How many of you have ever had a new veterinarian out to your place? You think you're scared!
One
of the hazards of a livestock veterinary practice is that it is the one
specialty in vet medicine where the client almost always knows more
than the new graduate veterinarian! Ya, see, in vet school we spent
years learning diseases and treatments. We were taught hundreds of
possible ailments that might afflict yer critters.
By
the time we finally escape and are turned loose on the unsuspecting
public, we are bursting with knowledge.

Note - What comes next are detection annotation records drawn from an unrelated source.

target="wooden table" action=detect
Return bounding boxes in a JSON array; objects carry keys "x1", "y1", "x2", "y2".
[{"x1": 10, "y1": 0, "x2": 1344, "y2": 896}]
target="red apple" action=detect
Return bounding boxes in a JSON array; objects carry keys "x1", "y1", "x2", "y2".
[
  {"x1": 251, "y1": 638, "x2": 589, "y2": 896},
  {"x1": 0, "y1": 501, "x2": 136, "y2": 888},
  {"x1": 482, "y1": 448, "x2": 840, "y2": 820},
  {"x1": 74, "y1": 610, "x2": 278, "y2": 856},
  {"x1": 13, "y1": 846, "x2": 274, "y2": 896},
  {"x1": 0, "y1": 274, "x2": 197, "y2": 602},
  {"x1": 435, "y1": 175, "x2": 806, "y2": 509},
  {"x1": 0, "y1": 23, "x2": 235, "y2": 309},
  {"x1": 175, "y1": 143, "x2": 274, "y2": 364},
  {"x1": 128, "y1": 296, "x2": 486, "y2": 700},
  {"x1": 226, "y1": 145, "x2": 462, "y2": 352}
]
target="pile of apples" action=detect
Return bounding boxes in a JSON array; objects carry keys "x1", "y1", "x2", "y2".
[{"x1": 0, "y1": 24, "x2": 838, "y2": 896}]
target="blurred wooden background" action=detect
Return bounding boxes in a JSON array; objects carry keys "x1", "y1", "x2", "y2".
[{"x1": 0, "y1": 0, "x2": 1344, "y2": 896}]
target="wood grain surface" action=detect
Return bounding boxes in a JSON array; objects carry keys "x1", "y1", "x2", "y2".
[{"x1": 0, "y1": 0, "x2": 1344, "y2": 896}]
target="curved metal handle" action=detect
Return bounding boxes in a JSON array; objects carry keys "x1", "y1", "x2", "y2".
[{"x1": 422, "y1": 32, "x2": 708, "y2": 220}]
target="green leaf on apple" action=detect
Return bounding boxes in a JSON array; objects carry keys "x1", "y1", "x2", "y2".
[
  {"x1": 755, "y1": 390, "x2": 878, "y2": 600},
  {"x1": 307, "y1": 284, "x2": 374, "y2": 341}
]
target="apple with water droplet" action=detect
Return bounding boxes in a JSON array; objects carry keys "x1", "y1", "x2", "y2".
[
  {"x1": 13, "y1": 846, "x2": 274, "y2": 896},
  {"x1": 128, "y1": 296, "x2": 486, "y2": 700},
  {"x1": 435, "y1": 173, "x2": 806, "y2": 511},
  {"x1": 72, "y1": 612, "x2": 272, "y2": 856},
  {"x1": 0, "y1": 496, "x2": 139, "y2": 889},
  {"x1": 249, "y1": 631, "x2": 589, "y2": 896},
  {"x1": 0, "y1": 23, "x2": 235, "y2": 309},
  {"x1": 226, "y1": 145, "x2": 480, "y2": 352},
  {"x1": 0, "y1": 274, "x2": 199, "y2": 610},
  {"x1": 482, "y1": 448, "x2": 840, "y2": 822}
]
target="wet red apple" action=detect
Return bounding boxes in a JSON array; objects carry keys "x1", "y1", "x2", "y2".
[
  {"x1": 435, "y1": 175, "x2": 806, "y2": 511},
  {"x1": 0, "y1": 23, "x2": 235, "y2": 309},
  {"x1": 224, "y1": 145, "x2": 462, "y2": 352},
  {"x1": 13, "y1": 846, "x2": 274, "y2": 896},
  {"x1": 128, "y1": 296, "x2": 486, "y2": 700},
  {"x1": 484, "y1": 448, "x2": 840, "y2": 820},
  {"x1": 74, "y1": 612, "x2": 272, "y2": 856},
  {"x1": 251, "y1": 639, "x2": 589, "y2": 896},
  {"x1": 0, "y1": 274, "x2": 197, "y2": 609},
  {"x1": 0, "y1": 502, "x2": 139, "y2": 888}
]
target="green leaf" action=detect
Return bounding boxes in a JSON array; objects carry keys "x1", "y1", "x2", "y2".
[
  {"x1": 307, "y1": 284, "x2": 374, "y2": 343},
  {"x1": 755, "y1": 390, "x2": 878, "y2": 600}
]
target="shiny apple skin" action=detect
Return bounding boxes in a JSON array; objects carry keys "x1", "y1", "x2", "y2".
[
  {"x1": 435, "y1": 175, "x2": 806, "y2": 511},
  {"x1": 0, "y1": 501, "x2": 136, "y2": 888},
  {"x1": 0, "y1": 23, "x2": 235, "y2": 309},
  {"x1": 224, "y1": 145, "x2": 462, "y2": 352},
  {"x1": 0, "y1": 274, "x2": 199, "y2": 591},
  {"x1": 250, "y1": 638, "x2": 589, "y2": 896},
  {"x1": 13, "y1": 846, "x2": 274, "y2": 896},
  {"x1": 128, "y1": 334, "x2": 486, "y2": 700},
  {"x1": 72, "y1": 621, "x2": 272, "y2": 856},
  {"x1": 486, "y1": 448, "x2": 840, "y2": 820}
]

They've packed it in our brains
like sand in a rat hole! Only problem is, we haven't figgered out which
diseases get priority when we're tryin' to come up with a diagnosis.
Say
I was lookin' at a feedlot steer with a swollen foot. My brain would be
swimmin' with possibilities – ergot, frost bite, fractured sesamoids,
BVD, corns…While I'm sifting my computer-like memory bank for tests to
run to determine how to diagnose the limping steer, the feedlot cowboy
is shuffling his feet. It's the third steer like this he's pulled this
week and the 99th one he's seen in the last five years. He knows what it
is. The odds are in his favor.
Or
the rancher with an Anaplasmosis cow. He's seen hundreds of them. The
new vet's never seen one! Same with Erysipelas in hogs or bumblefoot in
sheep.
New livestock vets learn a lot their first year, thanks to the kindness and patience of many livestock producers.